Coordination chemistry of trivalent lanthanide and actinide ions in dilute and concentrated chloride solutions.

We have used EXAFS spectroscopy to investigate the inner sphere coordination of trivalent lanthanide (Ln) and actinide (An) ions in aqueous solutions as a function of increasing chloride concentration. At low chloride concentration, the hydration numbers and corresponding Ln,An-O bond lengths are as follows: La3+, N = 9.2, R = 2.54 A; Ce3+, N = 9.3, R = 2.52 A; Nd3+, N = 9.5, R = 2.49 A; Eu3+, N = 9.3, R = 2.43 A; Yb3+, N = 8.7, R = 2.32 A; Y3+, N = 9.7, R = 2.36 A; Am3+, N = 10.3, R = 2.48 A; Cm3+, N = 10.2, R = 2.45 A. In ca. 14 M LiCl, the early Ln3+ ions (La, Ce, Nd, and Eu) show inner sphere Cl- complexation along with a loss of H2O. The average chloride coordination numbers and Ln-Cl bond lengths are as follows: La3+, N = 2.1, R = 2.92 A; Ce3+, N = 1.8, R = 2.89 A; Nd3+, N = 1.9, R = 2.85 A; Eu3+, N = 1.1, R = 2.81 A. The extent of Cl- ion complexation decreases going across the Ln3+ series to the point where Yb3+ shows no Cl- complexation and no loss of coordinated water molecules.

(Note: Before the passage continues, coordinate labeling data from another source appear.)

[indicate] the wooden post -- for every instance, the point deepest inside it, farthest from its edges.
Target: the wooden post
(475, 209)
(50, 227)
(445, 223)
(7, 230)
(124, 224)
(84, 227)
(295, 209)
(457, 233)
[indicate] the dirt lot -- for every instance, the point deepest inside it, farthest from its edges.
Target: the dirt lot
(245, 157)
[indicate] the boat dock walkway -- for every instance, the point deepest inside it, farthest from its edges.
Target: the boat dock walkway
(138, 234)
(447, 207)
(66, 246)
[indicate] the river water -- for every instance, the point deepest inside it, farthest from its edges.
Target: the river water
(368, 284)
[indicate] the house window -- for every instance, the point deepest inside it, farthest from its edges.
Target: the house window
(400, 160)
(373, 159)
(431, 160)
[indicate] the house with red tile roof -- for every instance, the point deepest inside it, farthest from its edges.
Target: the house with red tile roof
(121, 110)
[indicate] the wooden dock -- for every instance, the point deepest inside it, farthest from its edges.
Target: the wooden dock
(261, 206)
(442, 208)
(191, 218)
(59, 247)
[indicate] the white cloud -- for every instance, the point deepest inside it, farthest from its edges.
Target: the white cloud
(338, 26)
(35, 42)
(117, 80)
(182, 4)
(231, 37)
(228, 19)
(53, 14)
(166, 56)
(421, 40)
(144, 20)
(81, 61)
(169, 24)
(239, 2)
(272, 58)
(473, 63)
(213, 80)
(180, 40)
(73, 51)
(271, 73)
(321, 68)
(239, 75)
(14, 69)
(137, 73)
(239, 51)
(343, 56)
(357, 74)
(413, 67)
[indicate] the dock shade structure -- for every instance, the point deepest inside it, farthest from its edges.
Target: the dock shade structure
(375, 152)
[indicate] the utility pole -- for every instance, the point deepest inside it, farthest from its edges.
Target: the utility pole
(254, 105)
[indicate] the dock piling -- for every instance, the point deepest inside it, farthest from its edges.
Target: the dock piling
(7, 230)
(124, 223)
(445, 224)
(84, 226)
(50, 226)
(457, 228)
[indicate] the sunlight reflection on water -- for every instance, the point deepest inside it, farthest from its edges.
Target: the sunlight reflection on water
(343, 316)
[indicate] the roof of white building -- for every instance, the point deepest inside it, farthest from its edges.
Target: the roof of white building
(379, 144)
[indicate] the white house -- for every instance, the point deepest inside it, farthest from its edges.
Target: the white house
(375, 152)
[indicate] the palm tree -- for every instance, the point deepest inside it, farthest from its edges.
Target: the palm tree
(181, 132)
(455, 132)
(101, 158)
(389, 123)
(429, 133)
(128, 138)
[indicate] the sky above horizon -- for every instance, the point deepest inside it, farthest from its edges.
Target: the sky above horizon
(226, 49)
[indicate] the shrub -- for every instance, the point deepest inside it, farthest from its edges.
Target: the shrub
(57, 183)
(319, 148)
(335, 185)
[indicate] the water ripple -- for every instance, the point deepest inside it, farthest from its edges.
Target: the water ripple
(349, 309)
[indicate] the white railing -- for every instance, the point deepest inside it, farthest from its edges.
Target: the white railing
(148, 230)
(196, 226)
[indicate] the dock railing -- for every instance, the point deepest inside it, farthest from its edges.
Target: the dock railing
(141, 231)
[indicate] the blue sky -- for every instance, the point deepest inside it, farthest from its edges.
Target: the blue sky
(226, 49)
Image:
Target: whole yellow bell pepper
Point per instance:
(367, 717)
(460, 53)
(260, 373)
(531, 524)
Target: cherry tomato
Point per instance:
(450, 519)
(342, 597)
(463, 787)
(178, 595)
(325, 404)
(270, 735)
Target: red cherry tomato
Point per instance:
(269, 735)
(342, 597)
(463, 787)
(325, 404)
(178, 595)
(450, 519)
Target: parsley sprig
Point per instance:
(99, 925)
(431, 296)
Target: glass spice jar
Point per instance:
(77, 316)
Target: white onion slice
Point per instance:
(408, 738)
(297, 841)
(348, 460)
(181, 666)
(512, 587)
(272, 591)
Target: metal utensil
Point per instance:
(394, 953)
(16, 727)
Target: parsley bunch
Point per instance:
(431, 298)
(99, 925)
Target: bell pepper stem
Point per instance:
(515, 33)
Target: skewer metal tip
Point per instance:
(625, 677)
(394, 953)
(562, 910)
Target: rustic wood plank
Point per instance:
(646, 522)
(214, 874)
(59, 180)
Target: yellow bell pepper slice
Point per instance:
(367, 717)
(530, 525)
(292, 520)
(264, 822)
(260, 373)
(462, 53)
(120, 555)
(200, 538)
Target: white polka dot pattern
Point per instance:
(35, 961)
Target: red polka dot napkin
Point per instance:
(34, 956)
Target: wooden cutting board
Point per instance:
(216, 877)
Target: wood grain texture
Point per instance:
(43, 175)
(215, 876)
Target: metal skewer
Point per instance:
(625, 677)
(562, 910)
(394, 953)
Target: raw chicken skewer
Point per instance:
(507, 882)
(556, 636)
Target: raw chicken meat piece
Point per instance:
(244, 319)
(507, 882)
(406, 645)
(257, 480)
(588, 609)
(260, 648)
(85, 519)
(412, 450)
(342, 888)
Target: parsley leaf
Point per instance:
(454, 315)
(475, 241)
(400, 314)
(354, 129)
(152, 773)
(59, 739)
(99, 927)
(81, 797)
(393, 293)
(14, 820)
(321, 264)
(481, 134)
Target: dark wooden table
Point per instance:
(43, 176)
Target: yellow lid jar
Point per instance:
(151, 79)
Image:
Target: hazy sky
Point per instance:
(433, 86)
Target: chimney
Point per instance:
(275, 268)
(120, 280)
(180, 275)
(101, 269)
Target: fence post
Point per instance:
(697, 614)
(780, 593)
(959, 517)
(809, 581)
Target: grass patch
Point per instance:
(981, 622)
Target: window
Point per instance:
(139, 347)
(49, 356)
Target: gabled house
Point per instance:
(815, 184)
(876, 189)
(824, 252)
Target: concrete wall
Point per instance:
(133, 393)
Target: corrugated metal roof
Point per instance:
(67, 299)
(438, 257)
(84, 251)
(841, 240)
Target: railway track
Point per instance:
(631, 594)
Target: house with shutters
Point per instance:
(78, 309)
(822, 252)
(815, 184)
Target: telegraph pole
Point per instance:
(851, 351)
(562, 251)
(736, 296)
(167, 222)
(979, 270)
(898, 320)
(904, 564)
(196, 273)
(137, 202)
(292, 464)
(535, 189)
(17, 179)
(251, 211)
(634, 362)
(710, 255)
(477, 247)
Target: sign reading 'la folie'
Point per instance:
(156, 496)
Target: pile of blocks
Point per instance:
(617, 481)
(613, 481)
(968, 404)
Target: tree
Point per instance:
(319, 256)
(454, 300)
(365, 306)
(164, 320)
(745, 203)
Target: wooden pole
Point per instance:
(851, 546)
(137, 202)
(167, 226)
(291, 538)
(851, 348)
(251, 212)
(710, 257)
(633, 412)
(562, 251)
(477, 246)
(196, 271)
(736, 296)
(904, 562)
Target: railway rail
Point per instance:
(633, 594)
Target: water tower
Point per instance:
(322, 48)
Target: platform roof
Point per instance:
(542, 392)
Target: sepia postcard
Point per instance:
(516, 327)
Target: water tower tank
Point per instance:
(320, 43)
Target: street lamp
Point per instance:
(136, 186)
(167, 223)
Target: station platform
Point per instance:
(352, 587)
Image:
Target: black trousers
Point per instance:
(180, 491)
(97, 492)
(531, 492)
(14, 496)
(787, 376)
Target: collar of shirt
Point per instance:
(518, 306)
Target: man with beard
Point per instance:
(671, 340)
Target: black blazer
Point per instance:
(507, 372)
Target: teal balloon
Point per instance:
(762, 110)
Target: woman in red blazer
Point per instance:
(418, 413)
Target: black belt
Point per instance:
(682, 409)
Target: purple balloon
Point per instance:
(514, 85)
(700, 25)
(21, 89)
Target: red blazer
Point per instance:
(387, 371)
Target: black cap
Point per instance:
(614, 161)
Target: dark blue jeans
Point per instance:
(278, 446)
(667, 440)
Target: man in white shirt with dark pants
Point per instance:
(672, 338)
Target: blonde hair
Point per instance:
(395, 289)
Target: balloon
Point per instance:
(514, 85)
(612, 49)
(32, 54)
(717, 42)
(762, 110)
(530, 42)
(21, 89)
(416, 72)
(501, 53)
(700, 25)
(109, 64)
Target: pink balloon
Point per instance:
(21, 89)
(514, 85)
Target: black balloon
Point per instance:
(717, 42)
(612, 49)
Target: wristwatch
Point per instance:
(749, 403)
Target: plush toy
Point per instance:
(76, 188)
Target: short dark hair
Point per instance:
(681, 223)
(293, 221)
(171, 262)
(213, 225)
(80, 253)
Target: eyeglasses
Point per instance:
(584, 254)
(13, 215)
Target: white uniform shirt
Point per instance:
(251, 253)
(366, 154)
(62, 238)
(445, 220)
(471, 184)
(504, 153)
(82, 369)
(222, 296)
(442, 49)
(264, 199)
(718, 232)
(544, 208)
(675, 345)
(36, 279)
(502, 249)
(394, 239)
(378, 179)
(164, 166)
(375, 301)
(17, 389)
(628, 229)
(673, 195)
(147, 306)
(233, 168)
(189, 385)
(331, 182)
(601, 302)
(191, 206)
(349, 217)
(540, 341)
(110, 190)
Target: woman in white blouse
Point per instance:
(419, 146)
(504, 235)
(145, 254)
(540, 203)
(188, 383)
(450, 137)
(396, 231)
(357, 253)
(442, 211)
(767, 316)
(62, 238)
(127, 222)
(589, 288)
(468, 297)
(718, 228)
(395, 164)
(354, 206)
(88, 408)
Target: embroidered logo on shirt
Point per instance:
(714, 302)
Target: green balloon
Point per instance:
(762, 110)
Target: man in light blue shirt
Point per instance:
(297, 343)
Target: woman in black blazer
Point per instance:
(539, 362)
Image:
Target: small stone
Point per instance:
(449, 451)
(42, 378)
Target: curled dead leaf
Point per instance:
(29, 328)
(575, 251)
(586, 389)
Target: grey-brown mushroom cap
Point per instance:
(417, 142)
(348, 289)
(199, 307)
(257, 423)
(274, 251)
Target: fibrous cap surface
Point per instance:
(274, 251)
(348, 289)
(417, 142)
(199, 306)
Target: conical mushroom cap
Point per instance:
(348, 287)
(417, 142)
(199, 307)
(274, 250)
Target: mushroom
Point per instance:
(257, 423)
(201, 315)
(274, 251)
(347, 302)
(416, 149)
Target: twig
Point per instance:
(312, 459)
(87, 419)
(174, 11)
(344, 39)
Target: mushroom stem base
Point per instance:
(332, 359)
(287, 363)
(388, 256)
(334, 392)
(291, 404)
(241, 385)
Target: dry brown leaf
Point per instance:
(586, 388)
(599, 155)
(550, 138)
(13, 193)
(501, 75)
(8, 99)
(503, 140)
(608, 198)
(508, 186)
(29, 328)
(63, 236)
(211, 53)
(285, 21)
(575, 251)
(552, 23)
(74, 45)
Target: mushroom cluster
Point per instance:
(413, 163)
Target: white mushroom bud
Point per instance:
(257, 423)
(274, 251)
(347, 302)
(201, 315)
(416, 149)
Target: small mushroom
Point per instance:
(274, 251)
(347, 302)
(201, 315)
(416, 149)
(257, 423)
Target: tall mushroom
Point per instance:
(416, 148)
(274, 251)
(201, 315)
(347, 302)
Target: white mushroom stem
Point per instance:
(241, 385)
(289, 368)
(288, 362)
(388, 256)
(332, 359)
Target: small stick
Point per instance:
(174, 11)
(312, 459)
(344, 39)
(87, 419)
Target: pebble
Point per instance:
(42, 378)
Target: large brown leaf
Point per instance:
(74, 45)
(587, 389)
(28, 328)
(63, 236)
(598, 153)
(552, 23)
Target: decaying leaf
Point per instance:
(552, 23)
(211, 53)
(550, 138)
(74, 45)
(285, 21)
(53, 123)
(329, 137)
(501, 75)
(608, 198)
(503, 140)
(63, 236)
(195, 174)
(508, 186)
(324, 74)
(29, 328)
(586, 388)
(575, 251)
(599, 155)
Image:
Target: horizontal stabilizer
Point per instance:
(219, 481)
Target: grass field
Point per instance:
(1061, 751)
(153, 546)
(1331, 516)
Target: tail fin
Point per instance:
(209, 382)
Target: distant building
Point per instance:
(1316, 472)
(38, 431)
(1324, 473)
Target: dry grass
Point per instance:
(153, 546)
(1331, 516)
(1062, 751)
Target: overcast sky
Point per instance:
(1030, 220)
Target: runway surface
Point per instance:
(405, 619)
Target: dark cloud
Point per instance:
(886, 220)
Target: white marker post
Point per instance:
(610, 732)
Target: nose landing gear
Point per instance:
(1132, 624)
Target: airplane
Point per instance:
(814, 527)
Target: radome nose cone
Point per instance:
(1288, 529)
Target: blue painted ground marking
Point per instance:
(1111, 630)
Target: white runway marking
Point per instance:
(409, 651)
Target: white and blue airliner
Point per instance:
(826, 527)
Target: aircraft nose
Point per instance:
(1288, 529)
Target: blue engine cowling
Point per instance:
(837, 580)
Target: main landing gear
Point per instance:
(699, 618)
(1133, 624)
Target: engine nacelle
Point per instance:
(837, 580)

The actinide ions, Am3+ and Cm3+, show the same structural effects as the early Ln3+ ions, i.e., Cl- ion replacement of the H2O at high chloride thermodynamic activities. The Clion coordination numbers and An-Cl bond lengths are: Am3+, N = 1.8, R = 2.81 A; Cm3+, N = 2.4, R = 2.76 A. When combined with results reported previously for Pu3+ which showed no significant chloride complexation in 12 M LiCl, these results suggest that the extent of chloride complexation is increasing across the An3+ series. The origin of the differences in chloride complex formation between the Ln3+ and An3+ ions and the relevance to earlier work is discussed.